Ross, there is a difference between poseurs and the merely pretentious.

Also, I really don't get what's so unusual or pretentious about this exchange. We're reading other people's email! Who hasn't written goofy stuff in email? The French translation is goofing off, the "tikkun olam" bit is a good catch of a subtle reference, and the only suspect for twee-ness I can figure is referring to the Weathermen's incoherent, decorative Maoism as "Chinoiserie." Which actually I thought was kind of perceptive.

I'd been hoping this - http://rossdouthat.theatlantic.com/archives/2007/12/the_myth_of_welfare_queens.php - was an intentional self-parody but apparently it isn't.

Those folks at the Atlantic sure are getting a great deal on the hyper-prolific Ross Douthat.

I think Obama's "We are ..." line comes from the screenplay of the upcoming "Matrix: Re-Elections".

"TheBannedMoeLarryAndJesus"

For someone who is banned you sure are active. Possibly if they unbanned you you'd find something else to do.

In any event was there a point to your little link?

What's wrong with this exchange? I see nothing embarrassing about it at all. Moreover, it's hard to think of anyone as intelligent and perceptive and articulate as H.H. as a poseur.

Looking for sources a few years old I find two that credit the saying to African-American activist June Jordan.

http://www.guardian.co.uk/politics/2004/jan/12/uselections2004.usa

http://www.dailycal.org/article/3657/alice_walker_women_can_solve_mideast_crisis

So I guess that possibly answers that.

Looking up June Jordan it seems pretty clear she's it. Stuff like that bugs me until I figure it out.

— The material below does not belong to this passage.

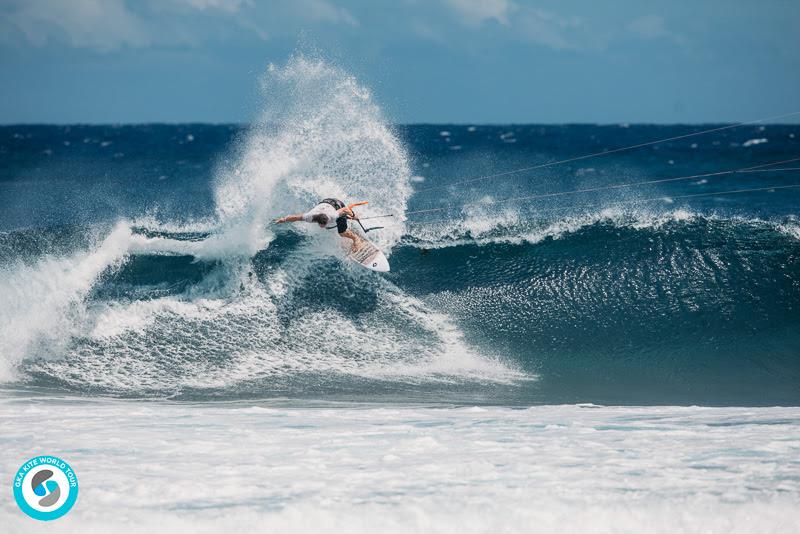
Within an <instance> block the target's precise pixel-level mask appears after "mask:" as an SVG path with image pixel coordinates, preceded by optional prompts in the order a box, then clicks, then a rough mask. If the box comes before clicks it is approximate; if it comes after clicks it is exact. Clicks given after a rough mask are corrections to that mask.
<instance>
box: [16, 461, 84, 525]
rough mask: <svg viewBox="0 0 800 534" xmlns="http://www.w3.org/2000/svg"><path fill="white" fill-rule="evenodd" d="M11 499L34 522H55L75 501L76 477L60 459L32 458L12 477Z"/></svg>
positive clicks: (77, 493) (74, 472) (76, 483)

Anyway carry on.

"Also, I really don't get what's so unusual or pretentious about this exchange."

In private e-mail? Nothing. When you post it on your website to let everyone know that you guys are just oh-so-worldly and sophisticated, it's unusual and pretentious. Keep in mind that the New Yorker wouldn't have posted this without the permission of both writers.

Helter once again, so what? It's a cute little curio by two genuinely smart and erudite guys. Why's that sticking in your craw?

It's weird how people read all these subtle and supposedly meaningful multicultural references into Obama's rhetoric. It's just cotton candy, folks, there's no there there.

There's going to be a lot of very disappointed folks when they find out that their demi-god Obama has feet of clay like every other politician.

Ah yes the cynics are out in full force I see.

I was hoping that this post was self-parody, since Ross has little room to be calling someone else a poseur.

Oh come on, that was so obviously a joke. The idea that limousine liberals can't laugh at themselves is just a stereotype.